CURRENT ASPECTS OF REPARATIVE REGENERATION OF SKIN: A MODERN VIEW ON THE PROBLEM
DOI:
https://doi.org/10.11603/1811-2471.2024.v.i4.15020Keywords:
skin, reparative regeneration, stem cells, exosomes, wound healing, bioengineered skin substituteAbstract
SUMMARY. During ontogenesis, the epidermis is constantly affected by a wide range of environmental factors that can potentially cause negative consequences of various nature: changes of skin homeostasis, dystrophic, destructive, atrophic changes, premature aging, wound formation, etc. Such environmental factors are traumatic injuries, solar radiation, pathogens of infectious diseases, exposure to high and low environmental temperatures, aggressive chemicals, and others. The high frequency of skin trauma stimulates research into the peculiarities of the structural and functional organization of damaged skin and the development of methods for optimizing the reparative regeneration of the skin with the use of modern technologies.
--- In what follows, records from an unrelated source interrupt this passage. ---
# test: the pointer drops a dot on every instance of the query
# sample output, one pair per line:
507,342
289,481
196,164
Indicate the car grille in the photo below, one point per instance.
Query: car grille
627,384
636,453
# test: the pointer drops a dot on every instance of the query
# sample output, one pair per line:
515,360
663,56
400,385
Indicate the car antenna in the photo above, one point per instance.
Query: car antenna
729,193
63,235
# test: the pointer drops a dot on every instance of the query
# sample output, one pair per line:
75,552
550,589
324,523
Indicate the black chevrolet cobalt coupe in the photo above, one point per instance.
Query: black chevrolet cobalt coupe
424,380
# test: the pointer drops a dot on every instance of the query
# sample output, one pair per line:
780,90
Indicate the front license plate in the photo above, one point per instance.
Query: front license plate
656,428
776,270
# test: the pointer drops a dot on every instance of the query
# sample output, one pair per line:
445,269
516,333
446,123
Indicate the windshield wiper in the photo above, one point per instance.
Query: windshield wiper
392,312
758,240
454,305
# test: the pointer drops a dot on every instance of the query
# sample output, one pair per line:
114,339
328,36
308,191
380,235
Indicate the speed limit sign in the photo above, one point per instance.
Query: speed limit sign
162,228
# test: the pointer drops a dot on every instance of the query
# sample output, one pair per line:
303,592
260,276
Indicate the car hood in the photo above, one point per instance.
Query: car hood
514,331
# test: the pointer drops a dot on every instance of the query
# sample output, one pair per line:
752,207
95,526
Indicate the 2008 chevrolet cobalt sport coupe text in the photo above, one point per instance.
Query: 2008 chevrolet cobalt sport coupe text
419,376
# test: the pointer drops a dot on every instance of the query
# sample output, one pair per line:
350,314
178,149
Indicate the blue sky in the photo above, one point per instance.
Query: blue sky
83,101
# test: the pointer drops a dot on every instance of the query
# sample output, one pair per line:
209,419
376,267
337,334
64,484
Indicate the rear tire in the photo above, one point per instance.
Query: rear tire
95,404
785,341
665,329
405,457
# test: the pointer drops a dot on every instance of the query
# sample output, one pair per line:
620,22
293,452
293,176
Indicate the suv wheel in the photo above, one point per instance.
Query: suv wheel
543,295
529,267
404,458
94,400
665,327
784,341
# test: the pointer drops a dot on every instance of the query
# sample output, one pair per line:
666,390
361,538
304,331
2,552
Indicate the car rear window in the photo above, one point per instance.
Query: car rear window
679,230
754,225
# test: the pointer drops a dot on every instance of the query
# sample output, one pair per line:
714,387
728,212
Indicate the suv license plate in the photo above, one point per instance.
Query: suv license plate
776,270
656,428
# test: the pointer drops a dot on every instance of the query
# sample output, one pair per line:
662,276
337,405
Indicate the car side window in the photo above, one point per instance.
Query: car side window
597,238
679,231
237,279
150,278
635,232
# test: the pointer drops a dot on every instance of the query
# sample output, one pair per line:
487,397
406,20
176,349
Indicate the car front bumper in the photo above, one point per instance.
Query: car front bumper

The aim – to analyze modern literature data on the structural and physiological aspects of skin regeneration and the possibilities of their stimulation.
Material and Methods. The method of system analysis and the analytical method of searching and researching information acquired from scientometric databases and search systems of scientific information are used.
Results. The main directions of theoretical and experimental research of the modern biology and medicine, dedicated to reparative regeneration of skin, are the following: the use of stem cells and their derivatives – exosomes, the development of nanotechnology, in particular, the use of silica nanoparticles, the design of skin substitutes. It has also been proven that selenium and copper compounds have a positive effect for increasing the overall resistance of the skin. The use of mesenchymal stem cells and stem cells of adipose origin contribute to angiogenesis, the adequate course of inflammation and immune response, stimulate cell proliferation and re-epithelialization. A promising direction is work on the creation of bioengineered skin substitutes with adequate morpho-physiological characteristics.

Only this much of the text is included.